Ben Mendelsohn sez, "Dredging - the mechanized transport of underwater sediments - is one of the most elemental of the infrastructural support systems that underlie modern societies. Through dredging, we act as geologic agents - moving earth in what amounts to a new geologic cycle. This video introduces dredging, its landscapes, and some of the fascinating technologies that we use to manage it. It was produced in support of DredgeFest NYC, a symposium on the human acceleration of sediments, to be held in New York City on September 28-29." (Thanks, Ben!)


    1. The long answer: For removing built up sediments from erosion it can serve as a temporary solution, but unless the source of these sediments is eliminated or mitigated, future dredging is inevitable.

      1. It’s worse than inevitable. Most of the current dredge techniques used today end up accelerating the erosive forces that led to the build up in the first place. Dredging begets more dredging more often.

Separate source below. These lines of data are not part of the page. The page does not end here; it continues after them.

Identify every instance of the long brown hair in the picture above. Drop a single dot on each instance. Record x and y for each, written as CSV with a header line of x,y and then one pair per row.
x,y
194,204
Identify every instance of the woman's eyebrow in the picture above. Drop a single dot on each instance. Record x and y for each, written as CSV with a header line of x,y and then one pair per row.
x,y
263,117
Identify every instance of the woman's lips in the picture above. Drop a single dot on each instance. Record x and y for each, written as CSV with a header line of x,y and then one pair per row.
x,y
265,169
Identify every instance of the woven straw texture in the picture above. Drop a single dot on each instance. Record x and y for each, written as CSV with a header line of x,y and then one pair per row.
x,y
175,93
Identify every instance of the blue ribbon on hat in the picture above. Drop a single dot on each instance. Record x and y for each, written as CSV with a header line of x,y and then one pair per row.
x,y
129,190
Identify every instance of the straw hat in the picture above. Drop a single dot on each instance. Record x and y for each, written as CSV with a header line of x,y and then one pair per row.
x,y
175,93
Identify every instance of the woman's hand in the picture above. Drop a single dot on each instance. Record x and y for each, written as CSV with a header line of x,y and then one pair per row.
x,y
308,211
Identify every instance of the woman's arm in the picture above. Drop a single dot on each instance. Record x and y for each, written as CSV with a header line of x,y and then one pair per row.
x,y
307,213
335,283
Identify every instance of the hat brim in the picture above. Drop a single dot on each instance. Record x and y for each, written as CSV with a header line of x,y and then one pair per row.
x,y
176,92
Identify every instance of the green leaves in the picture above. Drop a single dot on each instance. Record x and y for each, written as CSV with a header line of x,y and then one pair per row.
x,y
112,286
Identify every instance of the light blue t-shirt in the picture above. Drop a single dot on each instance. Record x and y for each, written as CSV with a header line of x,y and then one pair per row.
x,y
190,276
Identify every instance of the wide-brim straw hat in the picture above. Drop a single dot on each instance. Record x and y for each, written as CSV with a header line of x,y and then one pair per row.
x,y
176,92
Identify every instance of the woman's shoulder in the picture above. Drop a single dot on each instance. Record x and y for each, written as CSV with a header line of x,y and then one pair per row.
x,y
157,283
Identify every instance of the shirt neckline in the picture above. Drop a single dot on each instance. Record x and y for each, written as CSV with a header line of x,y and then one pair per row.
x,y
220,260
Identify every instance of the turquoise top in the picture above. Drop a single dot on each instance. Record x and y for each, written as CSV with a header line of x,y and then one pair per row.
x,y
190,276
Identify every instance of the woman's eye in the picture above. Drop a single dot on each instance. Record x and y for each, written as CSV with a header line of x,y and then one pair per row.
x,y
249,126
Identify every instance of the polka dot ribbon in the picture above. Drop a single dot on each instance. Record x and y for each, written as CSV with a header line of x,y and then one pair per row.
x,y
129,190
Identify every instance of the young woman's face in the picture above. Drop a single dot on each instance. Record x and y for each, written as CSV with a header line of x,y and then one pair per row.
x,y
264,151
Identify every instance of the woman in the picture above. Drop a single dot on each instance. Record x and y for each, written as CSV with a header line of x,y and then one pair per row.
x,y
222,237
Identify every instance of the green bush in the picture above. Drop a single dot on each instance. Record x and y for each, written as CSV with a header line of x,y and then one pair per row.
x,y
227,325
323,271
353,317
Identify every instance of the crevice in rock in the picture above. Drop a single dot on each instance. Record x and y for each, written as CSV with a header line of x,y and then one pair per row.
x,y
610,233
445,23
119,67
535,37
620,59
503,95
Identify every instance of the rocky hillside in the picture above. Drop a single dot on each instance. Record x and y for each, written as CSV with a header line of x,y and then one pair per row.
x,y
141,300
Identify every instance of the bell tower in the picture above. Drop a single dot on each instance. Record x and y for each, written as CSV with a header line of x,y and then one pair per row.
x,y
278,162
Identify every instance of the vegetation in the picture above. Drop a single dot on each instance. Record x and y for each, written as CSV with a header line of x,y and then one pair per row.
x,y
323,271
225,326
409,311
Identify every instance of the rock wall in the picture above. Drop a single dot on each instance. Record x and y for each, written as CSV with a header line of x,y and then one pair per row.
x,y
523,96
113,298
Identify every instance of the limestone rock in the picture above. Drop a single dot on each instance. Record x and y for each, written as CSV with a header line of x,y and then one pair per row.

  1. Dredging is also amongst the most destructive ways to fish.

    I don’t eat scallops, for this reason.  Delicious scallops…

      1. I have a friend who dives for a living.  He tells me that you can always tell where a sea bottom has been dragged/dredged for scallops: 100 ft-wide swaths of nothing.  No rocks, no vegetation, no fish – just barren floor.

  2. OK, the video posted that purports to introduce “dredging, its landscapes, and some of the fascinating technologies that we use to manage it” is one minute 26 seconds long, and pretty much content-free. Also, the Dredgefest NYC URL is a 404.

  3. I was at the 2011 DREDGEFEST . I think.

    I thought I saw Jane’s Additiction playing on stage at one point, but after a few bottles of JD and a couple hundred thousand tons of silty-clay, it’s hard to remember much.